Article written by Axis Geffen

It never fails, you enter a room filled with interesting people and one person tells another that you’re a PI. Immediately, the room begins to buzz with curiosity. As time progresses, the guests begin to ask you to tell them stories from your obviously exciting life. You know that your integrity won’t let you name the names or give away identifying information. Still, there’s a desire to share something. Rarely would you. However, today you’ve been asked to tell the funniest story you remember, the scariest moment you had, and if being a PI is ever dangerous. And today, you’re going to share just a few…

It’s important to remember that as mysterious and stealthy as some PI’s can be, we’re all human. We all make mistakes at times. Sometimes some of us do really dumb things. There are some of us that learn from the folly of others. There are others that do something equally dumb or dumber. As I’ve stated many times, PI’s are not created equal. Just like lawyers, doctors, mechanics, or family members, we may all be in the same game but that doesn’t mean we’re all playing with a full deck.

Funny Moments

It’s hard to believe that anything funny ever happens as a PI. Depending on your sense of humor, comedy can be found. For some, comedy might be found in watching someone rob an ATM and then walk across the street to a coffee shop filled with police officers to order donuts and use the restroom. For others, it might be found watching a PI racing to a washroom because he didn’t realize that warming a few pounds of chicken wings in their car during a brutally cold surveillance wasn’t the best idea. Still for some, it could be the thug that robbed an ATM in a bank and then ran out of the bank and tried to buy weed from the undercover PI standing outside.

There are “funny” moments that happen to PI’s all the time. Why? Simple. Imagine all of the dumb little things that you do or happen in a day that you say to yourself “That was embarrassing! I’m glad nobody saw that”. Now realize that a PI was there unbeknownst to you or the subject… And it’s likely been caught on video.

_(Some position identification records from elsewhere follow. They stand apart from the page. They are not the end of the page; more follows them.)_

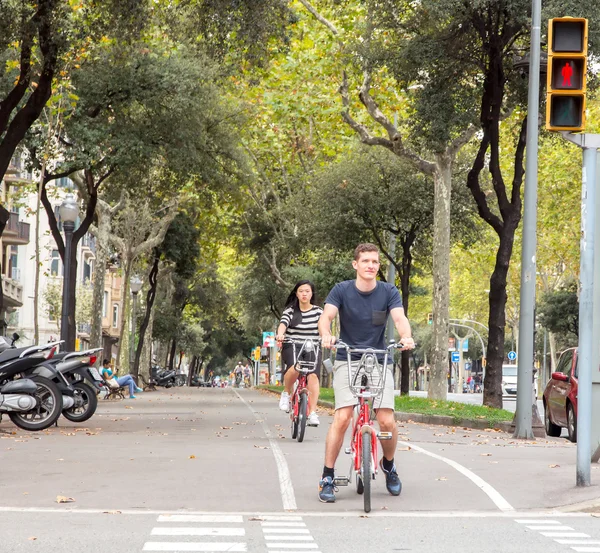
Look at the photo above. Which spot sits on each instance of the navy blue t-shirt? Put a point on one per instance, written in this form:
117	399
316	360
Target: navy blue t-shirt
363	315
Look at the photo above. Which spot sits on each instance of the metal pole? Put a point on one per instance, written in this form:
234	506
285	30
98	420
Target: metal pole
132	344
523	423
64	318
586	318
391	280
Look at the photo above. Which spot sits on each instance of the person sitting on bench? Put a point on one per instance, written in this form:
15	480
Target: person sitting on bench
126	380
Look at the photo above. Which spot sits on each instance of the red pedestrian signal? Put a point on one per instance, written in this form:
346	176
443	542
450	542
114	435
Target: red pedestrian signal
567	66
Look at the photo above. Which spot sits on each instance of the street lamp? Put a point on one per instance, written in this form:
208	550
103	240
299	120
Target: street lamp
68	212
135	284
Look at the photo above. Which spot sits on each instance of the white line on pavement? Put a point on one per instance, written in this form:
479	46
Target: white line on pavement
278	524
558	527
294	545
565	535
201	518
490	491
533	521
577	542
198	532
187	546
285	480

I once worked with a male PI that was built like a tank. Huge muscles and physically fit, a true tough guy in every respect. Some might have found it funny that he once submitted video evidence of a crime which was preceded by 45 minutes of kittens playing on a log. He saw it on the job and it was too cute not to film! But enough about funny moments. What about the scariest moment?

Scary Moments

When you work as a PI, you often do very similar work to Police Officers but you don’t carry a badge. No real PI is legally permitted to carry any form of a badge in Canada. You also rarely have anyone to back you up if things go wrong. This can involve being undercover in some very scary places with some very scary people. Most PI’s don’t like to admit that they’ve been afraid on duty. I can tell you that very few PI’s that have been exposed to the more serious aspects of this business haven’t at some point feared for their lives or questioned their own sanity for doing the job they do.

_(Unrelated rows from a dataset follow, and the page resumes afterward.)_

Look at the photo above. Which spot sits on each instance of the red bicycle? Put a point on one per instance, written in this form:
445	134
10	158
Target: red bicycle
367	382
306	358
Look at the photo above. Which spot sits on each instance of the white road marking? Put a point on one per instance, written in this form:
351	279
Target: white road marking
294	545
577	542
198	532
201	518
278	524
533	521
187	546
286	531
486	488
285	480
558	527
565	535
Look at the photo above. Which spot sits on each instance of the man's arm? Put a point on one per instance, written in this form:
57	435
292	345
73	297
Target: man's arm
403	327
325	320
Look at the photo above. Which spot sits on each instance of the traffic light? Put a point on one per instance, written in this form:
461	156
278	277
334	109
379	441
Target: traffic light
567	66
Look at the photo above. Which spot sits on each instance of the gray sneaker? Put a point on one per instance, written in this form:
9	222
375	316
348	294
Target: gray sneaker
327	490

I don’t discuss my scariest moments. Few of us do. But I will tell you that there are times when an investigator enters an assignment that they believe will be safe and it it turns out…it’s not. Maybe someone shoots at them or pulls a knife on them or figures out they are undercover. All of those moments can be terrifying. Imagine someone saying they need you to serve divorce papers on their ex and when you get there you learn that you’re serving the Sergeant of Arms for a major Biker gang. Or being asked to follow someone’s child and learning that your subject works in organized crime. These are all scary realities. Rare but they do happen.

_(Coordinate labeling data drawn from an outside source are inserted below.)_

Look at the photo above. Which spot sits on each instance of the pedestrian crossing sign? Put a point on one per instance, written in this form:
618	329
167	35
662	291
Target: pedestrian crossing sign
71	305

Okay, but is your job ever truly dangerous?

In my lifetime, I’ve had a criminal subject stalk me. I’ve sat undercover in a room among criminals and listened while others planned heinous crimes. I’ve been threatened a number of times, and once someone blew up my car (with me in it). Other PI’s that I know well have been attacked with hammers, bricks, guns, and knives. I’ve helped a number of PI’s recover from various assaults. In almost every one of those situations, the only thing that kept an investigator alive was their ability to think quickly, communicate logically and maintain a level head despite chaos unfolding around them.

So, yes. There are moments in this job that can be very dangerous. But again, a properly trained PI with excellent problem-solving skills can live a relatively boring life – and that (for the most part) is the goal.